Certainly she wouldn't play for audiences as big as the 10,000 faithful at her
Great Woods concert a week ago Wednesday. Just as certainly, she wouldn't be
distinguished by the inconsistent singing that checkered her live performance
and makes her nine albums somewhat daunting listening. At Great Woods she
began, after a funky opening set by New Orleans's Re-Birth Brass Band, with the
title song from her new Little Plastic Castle -- a probing lyric about
identity. But her staccato barking chopped its nuanced, personal message to
pieces. Odd that she later made sport of Bob Dylan, for whom she opened a Great
Woods date last year, for similarly turning his catalogue to mincemeat.

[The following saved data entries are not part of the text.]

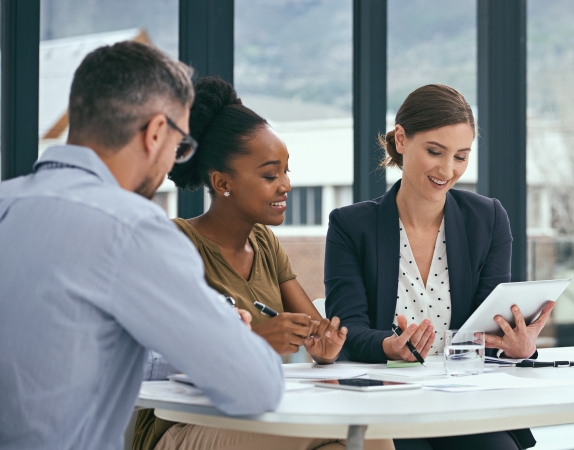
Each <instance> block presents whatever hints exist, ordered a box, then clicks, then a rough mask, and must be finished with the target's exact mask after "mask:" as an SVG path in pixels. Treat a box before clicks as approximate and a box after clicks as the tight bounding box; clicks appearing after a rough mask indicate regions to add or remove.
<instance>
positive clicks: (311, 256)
mask: <svg viewBox="0 0 574 450" xmlns="http://www.w3.org/2000/svg"><path fill="white" fill-rule="evenodd" d="M235 14H236V17H235V73H234V78H235V86H236V89H237V91H238V94H239V96H240V97H241V98H242V100H243V103H244V104H245V105H246V106H248V107H250V108H252V109H253V110H255V111H256V112H258V113H259V114H261V115H262V116H263V117H264V118H266V119H267V120H268V121H269V122H270V123H271V125H272V126H273V128H275V130H276V131H277V132H278V133H279V134H280V135H281V137H282V138H283V139H284V140H285V142H286V144H287V147H288V149H289V153H290V159H289V166H290V170H291V173H290V174H289V175H290V177H291V183H292V186H293V190H292V191H291V193H290V194H289V199H288V208H287V212H286V220H285V223H284V224H283V225H281V226H279V227H274V228H273V231H274V232H275V233H276V234H277V236H278V237H279V239H280V241H281V242H282V244H283V245H284V247H285V249H286V251H287V253H288V254H289V257H290V259H291V264H292V266H293V269H294V271H295V272H296V273H297V274H298V280H299V282H300V283H301V285H302V286H303V288H304V289H305V290H306V292H307V294H308V295H309V297H311V299H315V298H319V297H324V296H325V290H324V286H323V262H324V251H325V234H326V231H327V224H328V215H329V213H330V212H331V210H332V209H333V208H335V207H339V206H343V205H348V204H350V203H351V202H352V195H345V193H350V192H352V190H351V186H352V184H353V119H352V44H353V42H352V21H353V11H352V1H351V0H298V1H293V0H272V1H270V0H236V1H235ZM337 193H340V194H341V195H337Z"/></svg>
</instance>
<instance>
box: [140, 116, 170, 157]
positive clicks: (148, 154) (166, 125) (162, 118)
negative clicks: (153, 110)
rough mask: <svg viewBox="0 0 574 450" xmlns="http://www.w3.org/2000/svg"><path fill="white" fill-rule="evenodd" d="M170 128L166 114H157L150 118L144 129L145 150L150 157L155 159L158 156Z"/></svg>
mask: <svg viewBox="0 0 574 450" xmlns="http://www.w3.org/2000/svg"><path fill="white" fill-rule="evenodd" d="M168 128H169V125H168V124H167V118H166V116H165V115H164V114H156V115H154V116H153V117H152V118H151V119H150V121H149V122H148V125H147V127H146V129H145V130H144V131H143V134H144V138H143V139H144V150H145V152H146V155H147V157H148V158H151V159H155V158H156V157H157V154H158V153H159V151H160V150H161V149H162V148H163V145H164V142H165V140H166V139H167V137H168Z"/></svg>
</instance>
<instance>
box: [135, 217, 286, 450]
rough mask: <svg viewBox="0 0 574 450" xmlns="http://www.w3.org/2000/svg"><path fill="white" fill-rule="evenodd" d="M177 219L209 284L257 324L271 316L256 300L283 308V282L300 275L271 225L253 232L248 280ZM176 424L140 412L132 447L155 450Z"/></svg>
mask: <svg viewBox="0 0 574 450" xmlns="http://www.w3.org/2000/svg"><path fill="white" fill-rule="evenodd" d="M174 222H175V224H176V225H177V226H178V228H179V229H180V230H181V231H182V232H183V233H185V234H186V235H187V237H188V238H189V239H190V240H191V241H192V242H193V244H194V245H195V247H196V248H197V251H198V252H199V254H200V255H201V258H202V259H203V263H204V266H205V278H206V281H207V284H209V285H210V286H211V287H212V288H213V289H215V290H216V291H218V292H221V293H222V294H225V295H228V296H230V297H233V298H234V299H235V302H236V306H237V307H238V308H241V309H245V310H247V311H249V312H250V313H251V315H252V316H253V321H252V322H251V324H252V325H253V326H255V325H258V324H260V323H261V322H264V321H265V320H268V319H269V317H267V316H265V315H263V314H261V312H260V311H259V310H258V309H257V308H255V307H254V306H253V302H255V301H259V302H261V303H264V304H266V305H267V306H269V307H270V308H272V309H274V310H275V311H278V312H282V311H283V303H282V302H281V292H280V290H279V285H281V284H282V283H284V282H286V281H289V280H292V279H294V278H295V277H296V275H295V274H294V273H293V271H292V270H291V264H290V263H289V258H288V257H287V253H285V249H284V248H283V246H282V245H281V244H280V243H279V240H278V239H277V237H276V236H275V235H274V234H273V232H272V231H271V230H270V229H269V228H267V227H266V226H265V225H255V226H254V227H253V230H251V233H250V234H249V242H250V243H251V247H252V248H253V252H254V258H253V265H252V267H251V274H250V276H249V279H248V280H246V279H245V278H243V277H242V276H241V275H239V274H238V273H237V272H236V271H235V269H233V267H231V266H230V265H229V263H228V262H227V261H226V260H225V258H223V256H222V255H221V252H220V250H219V247H218V246H217V244H215V243H214V242H211V241H210V240H209V239H206V238H205V237H203V236H202V235H201V234H200V233H199V232H198V231H197V230H196V229H195V227H194V226H193V225H191V224H190V223H189V222H188V221H187V220H185V219H174ZM174 424H175V422H169V421H167V420H162V419H159V418H157V417H155V416H154V414H153V410H152V409H145V410H142V411H140V412H139V413H138V418H137V422H136V429H135V434H134V443H133V447H132V449H133V450H153V448H154V447H155V445H156V444H157V442H158V441H159V439H160V438H161V436H162V435H163V434H164V433H165V432H166V431H167V429H168V428H169V427H171V426H172V425H174Z"/></svg>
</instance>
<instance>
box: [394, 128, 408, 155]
mask: <svg viewBox="0 0 574 450" xmlns="http://www.w3.org/2000/svg"><path fill="white" fill-rule="evenodd" d="M406 138H407V135H406V133H405V129H404V128H403V126H402V125H398V124H397V125H395V147H396V149H397V153H400V154H401V155H402V154H404V152H405V139H406Z"/></svg>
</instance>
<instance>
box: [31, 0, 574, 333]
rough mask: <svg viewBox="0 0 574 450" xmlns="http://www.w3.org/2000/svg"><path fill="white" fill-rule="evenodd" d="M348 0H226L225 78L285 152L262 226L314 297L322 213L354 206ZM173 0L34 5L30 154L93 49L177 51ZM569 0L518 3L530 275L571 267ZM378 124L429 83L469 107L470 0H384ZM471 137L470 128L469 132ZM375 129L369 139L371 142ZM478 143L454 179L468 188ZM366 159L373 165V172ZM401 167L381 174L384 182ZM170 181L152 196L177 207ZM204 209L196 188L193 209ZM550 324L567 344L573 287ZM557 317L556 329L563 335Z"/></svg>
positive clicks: (380, 130) (395, 172)
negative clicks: (231, 72)
mask: <svg viewBox="0 0 574 450" xmlns="http://www.w3.org/2000/svg"><path fill="white" fill-rule="evenodd" d="M352 3H353V2H352V1H351V0H235V5H234V8H235V11H234V14H235V17H234V73H233V77H234V84H235V86H236V89H237V91H238V92H239V94H240V96H241V97H242V99H243V101H244V103H245V104H246V105H247V106H249V107H251V108H252V109H254V110H255V111H257V112H258V113H259V114H261V115H262V116H263V117H265V118H266V119H268V120H269V122H270V123H271V124H272V126H273V127H274V128H275V129H276V130H277V131H278V132H279V134H280V135H281V136H282V137H283V139H284V140H285V142H286V143H287V146H288V148H289V152H290V155H291V157H290V166H291V167H290V168H291V174H290V176H291V181H292V185H293V190H292V192H291V193H290V195H289V200H288V209H287V213H286V220H285V223H284V224H283V225H282V226H280V227H276V228H275V229H274V232H275V233H276V234H277V235H278V236H279V237H280V239H281V241H282V243H283V245H284V246H285V248H286V250H287V252H288V254H289V256H290V258H291V261H292V264H293V266H294V268H295V271H296V272H297V273H298V274H299V280H300V282H301V284H302V285H303V287H304V288H305V289H306V291H307V292H308V294H309V296H310V297H311V298H319V297H323V296H324V287H323V262H324V249H325V235H326V232H327V226H328V217H329V213H330V212H331V211H332V210H333V209H334V208H337V207H340V206H345V205H348V204H351V203H352V202H353V187H352V186H353V114H352V112H353V111H352V106H353V86H352V76H353V10H352V8H353V5H352ZM178 7H179V2H178V1H177V0H146V1H140V2H137V3H134V2H130V1H128V0H85V1H82V2H77V1H72V0H42V2H41V17H40V20H41V28H40V37H41V43H40V96H39V130H38V136H39V151H40V152H41V151H42V150H43V149H44V148H46V147H47V146H48V145H51V144H53V143H55V142H58V141H65V139H66V135H67V115H66V107H67V95H68V92H69V87H70V83H71V79H72V76H73V72H74V70H75V68H76V67H77V66H78V64H79V63H80V61H81V60H82V58H83V57H84V56H85V55H86V54H87V53H88V52H89V51H91V50H93V49H94V48H96V47H98V46H101V45H105V44H111V43H113V42H117V41H121V40H125V39H135V40H138V41H142V42H150V43H152V44H154V45H157V46H158V47H160V48H161V49H163V50H165V51H166V52H168V53H169V54H170V55H171V56H173V57H177V56H178V39H179V35H178ZM573 19H574V2H571V1H569V0H545V1H540V0H528V2H527V30H528V31H527V61H528V62H527V74H528V79H527V80H528V84H527V86H528V88H527V89H528V91H527V92H528V96H527V98H528V104H527V116H528V121H527V184H528V191H527V235H528V262H527V268H528V270H527V276H528V279H532V280H537V279H548V278H562V277H572V276H573V275H574V193H573V192H574V177H573V174H574V151H573V150H572V146H573V144H574V121H573V119H574V70H573V69H574V45H573V44H574V36H573V35H572V33H571V31H570V30H571V28H570V27H571V22H572V20H573ZM387 30H388V42H387V107H386V108H387V120H386V123H381V124H380V130H379V131H380V132H382V133H384V132H385V131H387V130H389V129H390V128H392V126H393V125H394V114H395V112H396V110H397V109H398V107H399V106H400V104H401V103H402V101H403V100H404V98H405V97H406V95H407V94H408V93H409V92H411V91H412V90H413V89H415V88H417V87H419V86H421V85H424V84H429V83H444V84H448V85H450V86H453V87H455V88H457V89H458V90H460V91H461V92H462V93H463V94H464V95H465V97H466V98H467V100H468V101H469V103H470V104H471V105H473V109H474V110H475V112H476V114H477V115H478V116H479V115H480V111H479V110H477V107H476V104H477V67H476V66H477V63H476V61H477V6H476V1H475V0H462V1H461V0H434V1H433V2H428V1H425V0H409V1H402V0H388V28H387ZM479 132H480V130H479ZM374 139H375V136H373V140H374ZM477 153H478V149H477V148H476V143H475V148H474V149H473V151H472V157H471V161H470V165H469V168H468V171H467V172H466V173H465V175H464V176H463V177H462V179H461V180H460V182H459V185H458V187H459V188H460V189H468V190H472V191H476V184H477V179H478V168H477V166H478V163H477V160H478V155H477ZM375 163H376V161H373V165H372V170H373V171H374V170H376V164H375ZM399 178H400V172H399V171H397V170H390V171H387V173H386V183H387V184H386V186H387V188H389V187H390V186H391V185H392V183H393V182H394V181H396V180H397V179H399ZM177 195H178V193H177V191H176V189H175V188H174V186H173V184H172V183H171V182H169V181H168V180H166V181H165V183H164V184H163V185H162V187H161V188H160V190H159V192H158V193H157V195H156V198H155V201H156V202H158V203H159V204H160V205H161V206H162V207H163V208H164V209H165V210H166V212H167V213H168V215H169V216H170V217H175V216H177V215H178V200H177ZM208 205H209V199H208V197H207V195H206V196H205V202H204V207H205V208H207V207H208ZM553 323H554V325H557V327H550V328H549V329H548V333H547V334H548V336H547V338H549V339H550V340H549V341H548V342H549V343H553V342H554V341H553V340H552V339H553V338H554V337H555V336H556V335H557V334H558V335H560V339H561V342H563V343H565V344H569V343H571V342H570V340H572V342H574V337H573V338H570V335H573V336H574V334H573V333H571V332H570V331H569V330H570V328H571V327H570V326H569V325H568V324H574V285H573V286H572V287H571V288H570V290H569V291H568V292H566V293H565V294H564V295H563V298H561V301H560V302H559V303H558V305H557V307H556V309H555V311H554V313H553ZM562 325H565V328H564V327H562V328H564V329H565V330H566V331H565V332H561V330H562V328H561V326H562Z"/></svg>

Much of her show offered tastier fare, as drummer Andy Stochansky, bassist
Jason Mercer, and keyboardist Julie Wolf provided a melodic and textural foil
to their leader, who strummed like the lost Ramones sister. As often as
DiFranco's voice honked, she delivered beautiful harmonizing (with Wolf) and
lovely high-end purity. And if tunes like "Fuel," where she sings about tossing
the same on life's fires, thrived on clichés, the atmospheric music was
often intriguing.
Identity has a lot to do with DiFranco's success. What's broken her out of the
folk market and into the mainstream isn't just persistent hard work. Her songs
have restlessly explored the nature of her womanhood and sexuality, and the
introspective journey of her 27 years on Earth. That initially won the ready
embrace of the gay and feminist audience. Now that her following has grown to
the point where it's too large for mainstream concert promoters and radio
stations to ignore, a broader population of teenagers and people in their early
20s -- who are grappling with issues of personal and sexual identity -- find
their inner concerns echoed in DiFranco's. On stage, she even mirrored those
fans in the nervous, adolescent laughter that flowed with her conversation and
in her relatively new, tattoo'd plain-jane look.
The homogenization of alternative rock has compelled this young audience to
seek out something real and different to claim as its own. DiFranco is both.